P: It was kind of an old subject I’d been talking about it since ’96, ’97. As time went on, and people learned more about it, I could talk more about it.
AC: You recently did a track with Your Old Droog. You have A$AP Mob and Pro Era, with Joey Bada$$. How do you feel about these kids carrying that Nineties, golden era torch?
P: I like how A$AP Mob did it. They came with their own style, fashion, sound, beats, the way they rap. But at the same time, they have on a Death Row hat or a Dipset shirt. They do it in a unique way. Joey Bada$$ is dope too – the beats he chooses and the way he raps.
AC: Your friendship with the Alchemist has been widely noted. You have a natural synergy that creates great performances. How is it working with him?
P: I think Al’s style of beats is really unique. He’s locked into a certain, particular sound, and he sticks with it. He sticks to his guns, no matter what’s popular on the radio, or the clubs, or what’s selling records. Al will tell me. Al will sit me down, like, “Yo, what the fuck are you doing, man? You gotta keep it like this.” He’s a purist to the bone gristle.
AC: You’re working with the Soul Rebels here in Austin. Is the live experience something you’re interested in? Maybe something similar to Ghostface and Adrian Younge?

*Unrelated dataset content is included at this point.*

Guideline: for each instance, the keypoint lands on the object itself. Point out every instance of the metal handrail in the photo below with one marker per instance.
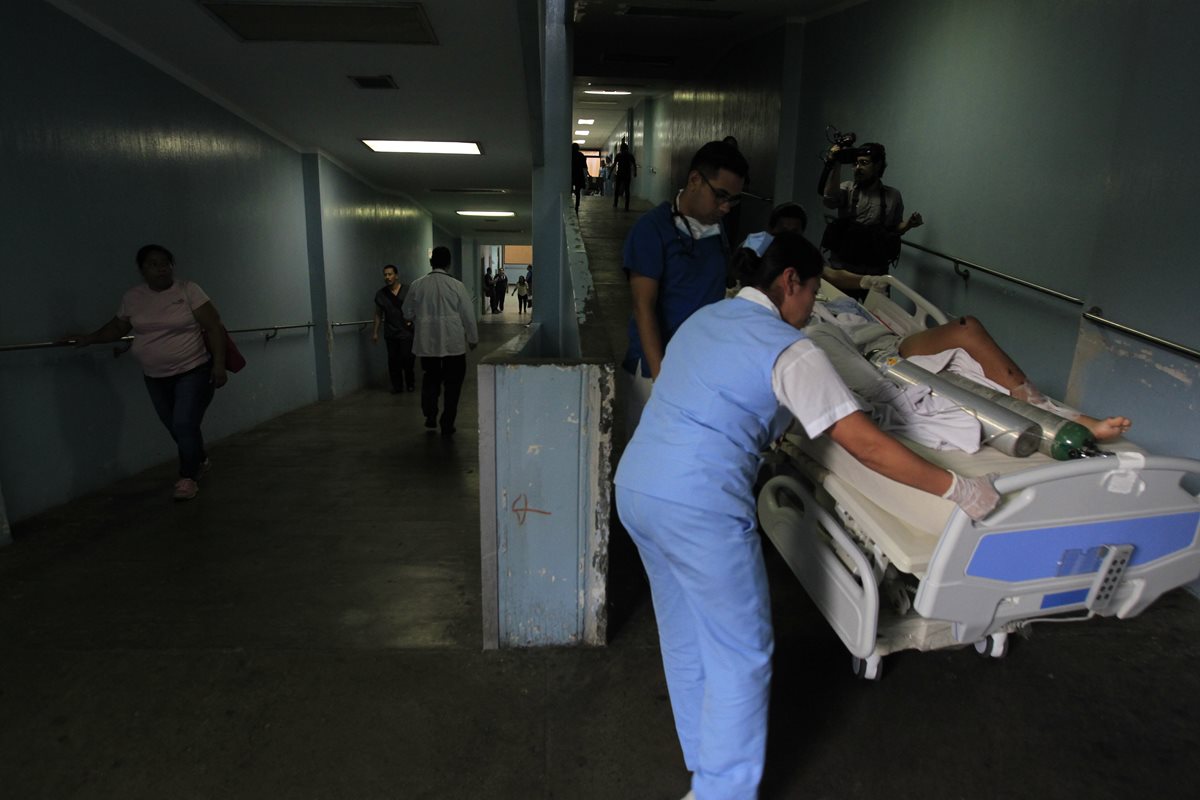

P: I actually worked with Adrian Younge on the Albert Einstein album. He co-produced one of the songs with Action Bronson, called “The One.” He came to the studio with me and Al, and was like, “Here,” and gave us all his sounds for the records he did with Delfonics, Ghostface. He just gave us all the sounds and said, “Sample me.”
The Soul Rebels are a unique band, with all the horns. I’ve done a bunch of shows with them already.

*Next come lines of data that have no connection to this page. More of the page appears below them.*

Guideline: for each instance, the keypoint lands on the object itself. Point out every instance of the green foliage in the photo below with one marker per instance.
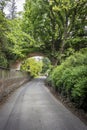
(70, 78)
(33, 66)
(46, 65)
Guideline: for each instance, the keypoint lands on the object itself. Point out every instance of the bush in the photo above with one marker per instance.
(70, 79)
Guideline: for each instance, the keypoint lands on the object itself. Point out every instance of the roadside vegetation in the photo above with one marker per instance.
(70, 79)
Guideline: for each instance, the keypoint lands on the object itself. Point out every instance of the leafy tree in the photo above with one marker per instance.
(3, 4)
(46, 65)
(32, 66)
(12, 9)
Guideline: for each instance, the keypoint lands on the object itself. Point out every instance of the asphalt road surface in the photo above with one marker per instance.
(33, 107)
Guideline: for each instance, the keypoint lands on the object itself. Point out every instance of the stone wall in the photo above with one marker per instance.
(10, 80)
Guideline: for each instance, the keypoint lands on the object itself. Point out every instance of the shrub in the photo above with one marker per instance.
(70, 79)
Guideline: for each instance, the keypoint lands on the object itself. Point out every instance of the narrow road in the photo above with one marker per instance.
(33, 107)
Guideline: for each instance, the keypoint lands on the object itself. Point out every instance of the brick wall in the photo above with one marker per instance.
(10, 80)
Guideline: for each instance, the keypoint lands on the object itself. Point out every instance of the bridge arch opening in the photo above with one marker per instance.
(36, 62)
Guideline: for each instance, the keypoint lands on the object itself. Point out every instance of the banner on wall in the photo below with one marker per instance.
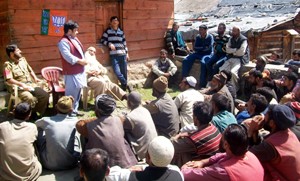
(53, 21)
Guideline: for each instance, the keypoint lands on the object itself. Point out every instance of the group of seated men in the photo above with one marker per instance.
(204, 134)
(198, 132)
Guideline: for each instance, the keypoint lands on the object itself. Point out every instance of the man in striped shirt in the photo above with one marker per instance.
(200, 144)
(114, 38)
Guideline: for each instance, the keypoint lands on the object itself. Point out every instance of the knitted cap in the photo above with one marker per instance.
(191, 81)
(105, 104)
(65, 104)
(203, 27)
(283, 116)
(135, 98)
(161, 84)
(221, 77)
(295, 106)
(161, 151)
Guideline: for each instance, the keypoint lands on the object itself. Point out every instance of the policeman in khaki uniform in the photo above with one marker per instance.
(18, 72)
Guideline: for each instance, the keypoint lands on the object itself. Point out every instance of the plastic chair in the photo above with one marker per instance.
(13, 98)
(52, 75)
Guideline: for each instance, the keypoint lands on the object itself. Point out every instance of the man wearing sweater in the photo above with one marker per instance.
(203, 47)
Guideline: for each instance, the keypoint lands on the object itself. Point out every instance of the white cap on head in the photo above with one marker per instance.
(191, 81)
(161, 151)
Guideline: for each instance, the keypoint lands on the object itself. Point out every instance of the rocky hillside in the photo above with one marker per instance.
(191, 7)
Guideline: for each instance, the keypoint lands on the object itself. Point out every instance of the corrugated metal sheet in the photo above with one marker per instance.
(254, 2)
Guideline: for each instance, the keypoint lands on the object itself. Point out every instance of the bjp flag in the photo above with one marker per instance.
(53, 22)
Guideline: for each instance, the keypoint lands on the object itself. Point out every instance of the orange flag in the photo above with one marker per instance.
(57, 21)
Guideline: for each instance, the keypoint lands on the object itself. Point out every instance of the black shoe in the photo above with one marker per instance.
(34, 116)
(129, 88)
(123, 87)
(75, 114)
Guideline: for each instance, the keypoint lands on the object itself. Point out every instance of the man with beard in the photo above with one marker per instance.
(279, 152)
(18, 72)
(175, 42)
(218, 85)
(73, 62)
(219, 56)
(185, 100)
(203, 49)
(238, 53)
(163, 109)
(237, 163)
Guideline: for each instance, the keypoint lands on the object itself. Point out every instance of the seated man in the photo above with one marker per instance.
(218, 85)
(238, 54)
(162, 67)
(203, 142)
(57, 136)
(237, 163)
(285, 85)
(295, 60)
(203, 47)
(17, 155)
(221, 109)
(279, 152)
(274, 59)
(185, 100)
(255, 105)
(163, 110)
(175, 42)
(159, 156)
(138, 125)
(18, 72)
(107, 132)
(97, 78)
(94, 165)
(219, 56)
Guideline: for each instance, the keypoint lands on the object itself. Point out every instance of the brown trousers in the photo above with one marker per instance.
(102, 85)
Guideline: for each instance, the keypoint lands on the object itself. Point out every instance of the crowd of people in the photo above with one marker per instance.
(208, 133)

AC: Any new music on the way?
P: Definitely. Me and Al working on a new album. I’m working on a solo album, with Havoc producing the whole thing. Of course, we’re also working on Mobb Deep all the time.
AC: What does success mean for you in 2014?
P: For me, success is making projects, like albums, that have meaning to me, and my circle of people. That’s success. Owning my label, owning my masters, and making music that makes me feel good.